После обеда к Антону подошел комиссар отряда и, сев рядом, спросил:

— Как чувствуешь себя? Стал настоящим туристом! Трепещите, Балканы!.. Это и плохо и хорошо! Не думаешь ли ты, что действовать самостоятельно легче, чем участвовать в операциях отряда?

Бывший учитель начинал издалека. Это могло означать или приказ немного отдохнуть, или прикомандирование вместе с выздоравливавшими ранеными к кухне бай Манолы, чего Антону очень не хотелось, или новое задание.

— Ты сильно сносил обувь, — серьезно продолжал Димо, со счастливым видом постукивая первосортной папироской «Томасяну» по своему уникальному, подаренному ему ятаком из Доспата портсигару, на котором изображение полумесяца мирно уживалось с изображением креста. — Смотри, просят каши. Иди к Методи и сдай обувь. Теперь у нас есть сапожник...

Это был приказ, и Антон босиком зашагал по траве. Земля была приятной, теплой; упругие стебельки трав щекотали ему ступни. Военные тяжелые ботинки, которые он нес в руках, два с половиной месяца назад были совсем новыми. Сапожная мастерская Методи расположилась возле громадного пня. Перед мастером в фартуке лежали два настоящих сапожных молотка, а на «столике» находились коробка с гвоздями, сумка с лоскутами и обрезками кожи, клей в баночке из-под крема. Мастерская Методи представляла собой настоящий цех бытового обслуживания. Неподалеку от мастера сидели на корточках четыре партизана. Они курили и не спеша вели разговор, вспоминая мирную жизнь, когда босиком ходили в школу, и обмениваясь мнениями о царвулях из необработанной свиной кожи и обуви на резиновой и деревянной подошве. Они долго рассказывали о том, как гуляли на масленице в Заговенах, как прыгали через огонь в обуви на резиновой подошве, а потом бросали эту обувь в костер, поскольку она подгорала и приходила в негодность.

— Давай твои! — протянув руку к ботинкам Антона, сказал Методи.

Антон уселся рядом с сапожником. Антону было ясно, что комиссар Димо, прежде чем подойти к нему, уже побывал у сапожника. А когда юноша заглянул в «главное интендантство», бай Марин, смерив его взглядом с ног до головы, произнес:

— Эх, Антон! Все по селам ходишь. Везде, наверное, приглашают тебя перекусить. А посмотришь на тебя — за святого сойдешь! Подожди, у меня есть кое-что для тебя. Тут Димо приходил, отдал мне распоряжение, но и без распоряжений знаю: ты не брал положенное тебе несколько дней и имеешь на это полное право!

Марин достал около десяти штук печенья и несколько кусочков сахару. Затем он долго колдовал над головкой сыра, примеряясь, как бы не отрезать слишком толстый кусок.

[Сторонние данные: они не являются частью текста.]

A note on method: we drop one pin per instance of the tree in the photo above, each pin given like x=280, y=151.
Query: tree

— Ну ладно, какой получится! — со вздохом произнес он и вонзил наконец нож в сыр. — Слушай, у меня есть еще вяленое козье мясо. Правда, оно очень соленое, пить много будешь, но ты все равно возьми.

Потом Антон получил новую одежду. Прежде чем отправиться на специальное задание, каждый боец должен был обязательно привести в порядок или заменить свою одежду, которая быстро изнашивалась от лазанья по каменистым склонам, от колючего кустарника, грязи и пота. От связного требовалось, чтобы он своим внешним видом не показывал, что партизаны нуждаются в обмундировании. Антон не раз испытывал на себе эту трогательную заботу товарищей, когда его отправляли на встречу с ятаками или подпольными организациями РМС и партии. Партизаны знали, как ответственна и тяжела эта работа, поскольку многие из них не раз сами ходили в села и города и понимали, что значит обходить засады, пробираться мимо полицейских постов или стоять, прижавшись к темной стене, когда совсем близко раздается топот жандармских сапог. Партизаны больше обыкновенного заботились об уходящем товарище и старались не показывать ему своих опасений. В эти минуты Антону становилось не по себе. Охваченный нежностью, он испытывал чувство неловкости, не зная, как отблагодарить товарищей...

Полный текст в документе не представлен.